For consumers who cannot get approved for a traditional credit card, a secured credit card may be the best option. With a secured card, you make an initial deposit to obtain a line of credit. Your deposit serves as collateral for the purchases you make. This deposit is usually refundable, provided you keep your account in good standing.
If you’re considering applying for a secured credit card, consider the pros and cons of these types of cards before submitting your application.
Pro: Almost anyone is approved
Because you must pay an initial deposit to obtain a line of credit with a secured card, card issuers are much more likely to accept your application – especially if you have poor or no credit history. The card issuer assumes very little risk with this type of arrangement, and is more likely to accept your application than a traditional card issuer would.
Con: You have to pay a security deposit
Some secured credit cards allow you to deposit a minimum of $200, but others require an initial deposit of $500 or more. It can be difficult to come up with this kind of money initially. Even if you can obtain enough funds to cover your security deposit, that money might be better spent paying off existing debt.
Pro: You can earn interest
Many secured credit cards allow you to earn interest on your deposits, making it an attractive option to earn a little extra money while rebuilding your credit history. While interest rates vary between companies, it’s an easy way to earn a few extra bucks.
Con: There are additional fees beyond the deposit
In addition to your initial security deposit, most secured credit cards charge additional fees. While there are a few secured cards that do not charge an annual fee, the majority do – and these fees can cost anywhere from $25 to $45 a year. When you tack on these additional fees, the cost of having a secured credit card may be prohibitive.

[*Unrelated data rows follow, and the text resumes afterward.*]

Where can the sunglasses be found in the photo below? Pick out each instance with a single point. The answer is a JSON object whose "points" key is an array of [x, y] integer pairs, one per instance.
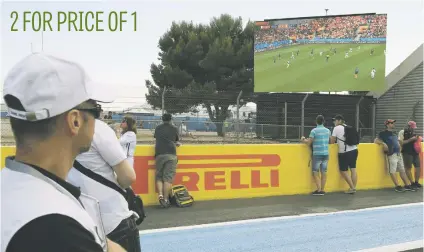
{"points": [[95, 112]]}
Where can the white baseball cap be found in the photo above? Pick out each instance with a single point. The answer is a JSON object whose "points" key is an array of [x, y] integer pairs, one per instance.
{"points": [[48, 86]]}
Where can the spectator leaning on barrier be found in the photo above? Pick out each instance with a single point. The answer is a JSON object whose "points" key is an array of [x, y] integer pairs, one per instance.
{"points": [[52, 107], [167, 139], [128, 139], [348, 154], [107, 159], [319, 138], [407, 139], [392, 149]]}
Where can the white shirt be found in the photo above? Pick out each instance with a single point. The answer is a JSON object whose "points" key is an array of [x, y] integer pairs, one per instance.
{"points": [[338, 132], [128, 142], [105, 152], [26, 197]]}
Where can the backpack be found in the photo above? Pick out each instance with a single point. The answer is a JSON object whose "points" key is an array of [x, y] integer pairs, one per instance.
{"points": [[180, 196], [351, 136]]}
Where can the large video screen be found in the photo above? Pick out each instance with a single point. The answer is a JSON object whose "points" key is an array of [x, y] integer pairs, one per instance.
{"points": [[327, 54]]}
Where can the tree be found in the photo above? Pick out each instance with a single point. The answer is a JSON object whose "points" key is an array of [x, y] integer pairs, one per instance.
{"points": [[205, 65]]}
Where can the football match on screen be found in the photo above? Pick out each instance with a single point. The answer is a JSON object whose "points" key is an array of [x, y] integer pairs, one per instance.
{"points": [[327, 54]]}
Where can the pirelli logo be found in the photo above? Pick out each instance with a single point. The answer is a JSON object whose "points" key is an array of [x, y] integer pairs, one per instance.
{"points": [[192, 169]]}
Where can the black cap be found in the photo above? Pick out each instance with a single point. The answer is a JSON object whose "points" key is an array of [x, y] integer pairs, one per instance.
{"points": [[320, 119], [338, 117]]}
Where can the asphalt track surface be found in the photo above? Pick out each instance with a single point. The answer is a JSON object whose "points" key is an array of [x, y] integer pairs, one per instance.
{"points": [[380, 221], [205, 212]]}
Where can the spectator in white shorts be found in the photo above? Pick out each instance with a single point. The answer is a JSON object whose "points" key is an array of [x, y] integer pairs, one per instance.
{"points": [[392, 149], [348, 154]]}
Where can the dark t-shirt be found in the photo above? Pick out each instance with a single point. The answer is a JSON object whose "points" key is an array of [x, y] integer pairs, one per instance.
{"points": [[53, 233], [409, 147], [391, 140], [166, 135]]}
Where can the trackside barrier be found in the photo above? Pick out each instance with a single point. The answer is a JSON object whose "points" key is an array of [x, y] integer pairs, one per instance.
{"points": [[213, 172]]}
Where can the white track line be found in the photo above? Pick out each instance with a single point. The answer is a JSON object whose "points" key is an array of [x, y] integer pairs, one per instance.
{"points": [[229, 223], [396, 247]]}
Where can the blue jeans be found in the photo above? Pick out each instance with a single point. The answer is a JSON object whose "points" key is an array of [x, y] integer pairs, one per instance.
{"points": [[126, 234], [320, 163]]}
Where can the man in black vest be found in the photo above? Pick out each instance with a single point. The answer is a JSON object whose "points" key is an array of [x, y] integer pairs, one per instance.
{"points": [[407, 138]]}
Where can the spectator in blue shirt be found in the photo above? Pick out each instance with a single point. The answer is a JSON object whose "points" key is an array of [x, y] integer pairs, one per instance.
{"points": [[319, 139], [391, 147]]}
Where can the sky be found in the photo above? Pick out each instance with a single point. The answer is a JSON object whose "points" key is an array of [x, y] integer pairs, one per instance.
{"points": [[121, 60]]}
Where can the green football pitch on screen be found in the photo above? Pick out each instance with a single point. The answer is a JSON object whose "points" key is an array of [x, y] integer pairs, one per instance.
{"points": [[330, 68]]}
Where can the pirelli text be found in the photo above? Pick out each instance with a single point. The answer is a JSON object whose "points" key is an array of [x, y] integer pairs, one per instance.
{"points": [[73, 21]]}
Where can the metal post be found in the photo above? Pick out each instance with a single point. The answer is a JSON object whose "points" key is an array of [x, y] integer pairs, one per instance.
{"points": [[302, 124], [357, 112], [238, 115], [285, 120], [42, 41], [163, 100]]}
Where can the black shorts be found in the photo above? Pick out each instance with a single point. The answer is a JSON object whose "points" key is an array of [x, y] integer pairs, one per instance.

Pro: Your security deposit protects you
If you miss a payment, your security deposit will protect you and be used to pay any payments you’ve defaulted on. Because of this, you won’t have to worry about your account being sent to collections while debt collectors harass you to pay your bills. While you won’t get your deposit back if you default on a payment, this ensures you an extra level of protection you wouldn’t receive with a traditional credit card.
Con: High interest rates
Traditional credit cards are able to offer competitive interest rates to customers in good standing. With a secured credit card, interest rates are usually much higher because of the risk of defaulting on payments. To avoid high interest charges, it’s best to pay your card balance in full each month.
Even though there are drawbacks to using a secured credit card versus a traditional card, they are an attractive option for consumers with bad credit or no credit history at all.